Fabienne Schopf of the University of Stuttgart has been in the Reading Room consulting the archives of the English Goethe Society and I asked her why:
I am consulting documents, e.g. letters, annual reports and the Publications of the English Goethe Society (EGS), London. I am especially interested in the period between 1886, when the Society was founded, until the outbreak of the First World War in 1914. A similar society, the Goethe-Gesellschaft was founded in 1885 at Weimar, Germany. My master’s thesis will compare and analyze the efforts and publications of the societies.
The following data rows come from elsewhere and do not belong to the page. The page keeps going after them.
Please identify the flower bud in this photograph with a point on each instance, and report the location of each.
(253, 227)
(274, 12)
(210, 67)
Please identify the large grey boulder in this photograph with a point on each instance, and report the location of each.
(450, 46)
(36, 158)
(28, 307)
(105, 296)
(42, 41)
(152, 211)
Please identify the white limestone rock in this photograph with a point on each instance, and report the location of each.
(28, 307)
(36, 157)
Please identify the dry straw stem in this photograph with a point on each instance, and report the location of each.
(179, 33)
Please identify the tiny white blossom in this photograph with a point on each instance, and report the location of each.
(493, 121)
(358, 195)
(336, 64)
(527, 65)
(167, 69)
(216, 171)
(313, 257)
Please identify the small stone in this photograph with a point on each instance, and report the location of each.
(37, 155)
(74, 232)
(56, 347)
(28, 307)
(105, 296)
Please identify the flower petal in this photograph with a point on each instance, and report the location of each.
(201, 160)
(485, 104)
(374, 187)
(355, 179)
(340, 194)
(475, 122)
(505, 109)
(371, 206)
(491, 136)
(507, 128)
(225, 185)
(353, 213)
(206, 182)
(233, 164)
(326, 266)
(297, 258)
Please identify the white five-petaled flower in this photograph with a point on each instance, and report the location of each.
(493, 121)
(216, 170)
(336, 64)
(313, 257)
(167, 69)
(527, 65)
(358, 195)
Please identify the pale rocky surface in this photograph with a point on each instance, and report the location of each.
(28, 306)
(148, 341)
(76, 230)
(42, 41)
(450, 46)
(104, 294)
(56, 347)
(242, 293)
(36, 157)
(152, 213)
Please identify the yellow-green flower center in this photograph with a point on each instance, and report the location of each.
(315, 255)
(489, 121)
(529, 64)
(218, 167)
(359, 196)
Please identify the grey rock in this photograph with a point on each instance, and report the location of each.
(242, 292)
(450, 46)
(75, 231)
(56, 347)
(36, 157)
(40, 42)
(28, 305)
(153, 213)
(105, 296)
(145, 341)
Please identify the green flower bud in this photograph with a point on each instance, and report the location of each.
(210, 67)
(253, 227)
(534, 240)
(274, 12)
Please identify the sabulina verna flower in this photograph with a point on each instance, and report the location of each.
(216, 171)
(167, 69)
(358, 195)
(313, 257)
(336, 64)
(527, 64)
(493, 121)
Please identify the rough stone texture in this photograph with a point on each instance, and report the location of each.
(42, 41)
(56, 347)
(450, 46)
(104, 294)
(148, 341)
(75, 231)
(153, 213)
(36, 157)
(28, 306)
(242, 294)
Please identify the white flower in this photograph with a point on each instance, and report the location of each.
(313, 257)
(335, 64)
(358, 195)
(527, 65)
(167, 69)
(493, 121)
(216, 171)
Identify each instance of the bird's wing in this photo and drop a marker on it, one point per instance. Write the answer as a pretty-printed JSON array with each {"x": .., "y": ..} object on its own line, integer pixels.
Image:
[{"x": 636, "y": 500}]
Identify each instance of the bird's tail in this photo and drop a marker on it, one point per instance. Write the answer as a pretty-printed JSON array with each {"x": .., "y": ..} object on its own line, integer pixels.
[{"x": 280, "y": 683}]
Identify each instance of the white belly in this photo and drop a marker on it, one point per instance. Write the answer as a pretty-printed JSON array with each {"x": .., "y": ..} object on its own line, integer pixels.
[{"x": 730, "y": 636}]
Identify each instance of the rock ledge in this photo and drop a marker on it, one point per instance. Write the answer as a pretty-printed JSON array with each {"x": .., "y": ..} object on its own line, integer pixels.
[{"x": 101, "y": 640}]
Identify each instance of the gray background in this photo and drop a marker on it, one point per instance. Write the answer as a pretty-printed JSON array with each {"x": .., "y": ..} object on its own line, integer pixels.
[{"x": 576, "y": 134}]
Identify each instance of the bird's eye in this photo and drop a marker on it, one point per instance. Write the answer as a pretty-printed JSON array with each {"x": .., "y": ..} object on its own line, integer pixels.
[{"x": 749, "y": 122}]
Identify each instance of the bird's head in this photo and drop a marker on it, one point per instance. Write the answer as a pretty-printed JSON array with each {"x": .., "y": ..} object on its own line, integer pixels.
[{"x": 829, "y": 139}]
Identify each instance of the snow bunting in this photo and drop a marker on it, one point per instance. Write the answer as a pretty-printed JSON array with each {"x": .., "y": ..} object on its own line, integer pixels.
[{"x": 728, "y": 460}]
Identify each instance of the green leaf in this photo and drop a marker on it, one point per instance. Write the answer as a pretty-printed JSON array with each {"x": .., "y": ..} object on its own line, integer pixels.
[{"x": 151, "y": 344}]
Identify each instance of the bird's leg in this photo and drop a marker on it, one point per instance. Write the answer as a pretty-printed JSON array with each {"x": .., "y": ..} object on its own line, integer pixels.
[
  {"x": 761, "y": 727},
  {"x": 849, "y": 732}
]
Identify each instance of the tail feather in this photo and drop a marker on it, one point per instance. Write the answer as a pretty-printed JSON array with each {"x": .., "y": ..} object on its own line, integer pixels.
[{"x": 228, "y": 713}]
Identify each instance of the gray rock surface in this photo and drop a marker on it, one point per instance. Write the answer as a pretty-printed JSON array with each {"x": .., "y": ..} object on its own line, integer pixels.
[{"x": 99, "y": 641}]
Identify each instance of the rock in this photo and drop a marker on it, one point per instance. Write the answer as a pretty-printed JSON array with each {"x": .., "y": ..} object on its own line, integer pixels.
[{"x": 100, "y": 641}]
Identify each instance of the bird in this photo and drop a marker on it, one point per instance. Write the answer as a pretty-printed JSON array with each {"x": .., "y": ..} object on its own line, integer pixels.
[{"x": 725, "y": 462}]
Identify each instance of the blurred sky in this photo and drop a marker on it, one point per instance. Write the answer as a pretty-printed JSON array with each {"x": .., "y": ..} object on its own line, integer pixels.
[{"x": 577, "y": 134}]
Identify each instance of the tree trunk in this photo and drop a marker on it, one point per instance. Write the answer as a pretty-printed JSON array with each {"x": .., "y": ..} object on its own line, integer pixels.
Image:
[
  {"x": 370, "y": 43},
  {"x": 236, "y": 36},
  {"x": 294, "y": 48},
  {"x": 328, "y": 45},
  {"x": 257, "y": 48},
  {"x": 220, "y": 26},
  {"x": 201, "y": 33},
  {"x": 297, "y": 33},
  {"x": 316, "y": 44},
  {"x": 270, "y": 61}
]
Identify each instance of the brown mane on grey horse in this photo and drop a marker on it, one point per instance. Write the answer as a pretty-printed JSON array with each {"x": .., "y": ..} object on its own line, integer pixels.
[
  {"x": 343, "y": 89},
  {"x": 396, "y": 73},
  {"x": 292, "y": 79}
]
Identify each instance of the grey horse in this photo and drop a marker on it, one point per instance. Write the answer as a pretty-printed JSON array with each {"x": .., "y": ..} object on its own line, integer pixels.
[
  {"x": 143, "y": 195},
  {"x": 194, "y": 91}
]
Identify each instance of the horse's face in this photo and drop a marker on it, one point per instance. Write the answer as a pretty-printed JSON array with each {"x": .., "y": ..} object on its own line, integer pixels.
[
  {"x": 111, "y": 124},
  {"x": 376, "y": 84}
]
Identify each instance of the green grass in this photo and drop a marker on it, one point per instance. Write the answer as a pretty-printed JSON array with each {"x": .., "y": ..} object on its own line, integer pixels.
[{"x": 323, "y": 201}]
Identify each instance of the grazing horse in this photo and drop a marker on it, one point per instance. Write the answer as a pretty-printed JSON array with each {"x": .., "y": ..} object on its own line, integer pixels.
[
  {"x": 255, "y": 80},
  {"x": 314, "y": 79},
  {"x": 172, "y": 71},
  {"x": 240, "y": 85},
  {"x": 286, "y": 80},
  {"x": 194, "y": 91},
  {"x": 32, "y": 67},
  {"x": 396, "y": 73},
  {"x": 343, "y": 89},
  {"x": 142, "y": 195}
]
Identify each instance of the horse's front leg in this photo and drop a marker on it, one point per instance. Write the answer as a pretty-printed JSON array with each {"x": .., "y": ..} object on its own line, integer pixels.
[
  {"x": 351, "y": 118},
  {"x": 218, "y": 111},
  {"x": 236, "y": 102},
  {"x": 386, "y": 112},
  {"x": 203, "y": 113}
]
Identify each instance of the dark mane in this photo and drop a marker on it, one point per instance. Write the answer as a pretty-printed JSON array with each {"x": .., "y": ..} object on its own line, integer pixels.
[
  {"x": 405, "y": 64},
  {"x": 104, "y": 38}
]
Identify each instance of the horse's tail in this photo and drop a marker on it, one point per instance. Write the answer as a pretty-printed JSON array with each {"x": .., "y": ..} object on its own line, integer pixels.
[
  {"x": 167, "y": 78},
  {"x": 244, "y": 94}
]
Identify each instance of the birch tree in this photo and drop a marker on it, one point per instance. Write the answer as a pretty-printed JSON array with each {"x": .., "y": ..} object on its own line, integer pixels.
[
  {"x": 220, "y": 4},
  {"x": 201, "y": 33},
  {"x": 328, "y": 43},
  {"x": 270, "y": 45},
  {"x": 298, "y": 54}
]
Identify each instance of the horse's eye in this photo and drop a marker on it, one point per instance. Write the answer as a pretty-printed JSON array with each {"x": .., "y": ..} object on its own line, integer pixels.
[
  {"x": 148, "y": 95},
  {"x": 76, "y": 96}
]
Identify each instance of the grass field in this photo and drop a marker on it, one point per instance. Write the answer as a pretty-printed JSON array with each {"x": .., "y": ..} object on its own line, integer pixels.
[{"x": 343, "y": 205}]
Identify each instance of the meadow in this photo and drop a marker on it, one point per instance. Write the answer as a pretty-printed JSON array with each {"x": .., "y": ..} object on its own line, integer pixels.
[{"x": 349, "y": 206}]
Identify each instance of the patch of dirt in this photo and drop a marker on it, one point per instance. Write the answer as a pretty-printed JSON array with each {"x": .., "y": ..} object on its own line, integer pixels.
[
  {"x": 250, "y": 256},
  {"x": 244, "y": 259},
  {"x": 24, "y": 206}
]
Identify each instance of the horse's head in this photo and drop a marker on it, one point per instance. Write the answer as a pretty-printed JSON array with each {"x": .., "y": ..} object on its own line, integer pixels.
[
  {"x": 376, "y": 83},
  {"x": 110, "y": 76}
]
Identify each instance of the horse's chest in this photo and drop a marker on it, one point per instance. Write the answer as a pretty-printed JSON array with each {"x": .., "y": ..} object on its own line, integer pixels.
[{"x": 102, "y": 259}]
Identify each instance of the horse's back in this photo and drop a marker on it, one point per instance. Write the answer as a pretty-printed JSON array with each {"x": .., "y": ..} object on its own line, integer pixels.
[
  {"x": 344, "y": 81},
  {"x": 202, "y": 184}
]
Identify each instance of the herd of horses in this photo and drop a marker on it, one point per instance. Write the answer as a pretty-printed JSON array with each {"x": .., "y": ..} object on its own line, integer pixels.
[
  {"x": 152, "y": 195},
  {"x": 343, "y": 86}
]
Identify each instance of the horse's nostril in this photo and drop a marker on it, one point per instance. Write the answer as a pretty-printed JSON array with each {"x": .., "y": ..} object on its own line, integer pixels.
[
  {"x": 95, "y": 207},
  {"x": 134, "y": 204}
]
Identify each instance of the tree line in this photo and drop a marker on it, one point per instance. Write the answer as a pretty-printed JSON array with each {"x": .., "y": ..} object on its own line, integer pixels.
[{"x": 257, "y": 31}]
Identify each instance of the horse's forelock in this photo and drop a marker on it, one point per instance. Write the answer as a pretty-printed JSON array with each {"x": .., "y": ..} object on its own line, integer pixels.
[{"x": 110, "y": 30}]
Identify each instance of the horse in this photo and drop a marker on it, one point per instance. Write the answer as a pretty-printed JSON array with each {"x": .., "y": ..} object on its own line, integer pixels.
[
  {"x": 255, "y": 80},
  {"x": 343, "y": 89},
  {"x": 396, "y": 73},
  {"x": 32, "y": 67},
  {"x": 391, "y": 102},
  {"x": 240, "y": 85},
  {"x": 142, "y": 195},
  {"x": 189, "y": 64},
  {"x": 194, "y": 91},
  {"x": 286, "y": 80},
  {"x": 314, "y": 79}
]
Founded in 1886 with the aims ‘to promote and extend the study of Goethe’s work and thought, and to encourage original research upon all subjects connected with Goethe’ (English Goethe Society, First Annual Report presented at a Business Meeting 1 December 1886), the English Goethe Society continues to be active today.
Many of the Society’s records were lost in the bombing of University College London in 1940, where they were stored at the time. The core of the papers now available to researchers at Senate House Library was in the possession of Ella Oswald, the daughter of Dr Eugen Oswald, a founder of the Society, and were depositied with The Institute of Germanic Studies in 1955.
The collection now consists of c.1500 items, with the majority of them catalogued online. Among the the collection’s files of correspondence, administrative records and publications are some more unusual artifacts, including fragments of Goethe’s hair (EGS.5.2.PER (iii)), 18th-century silhouettes (EGS.5.2.SIL) and a bust of Goethe.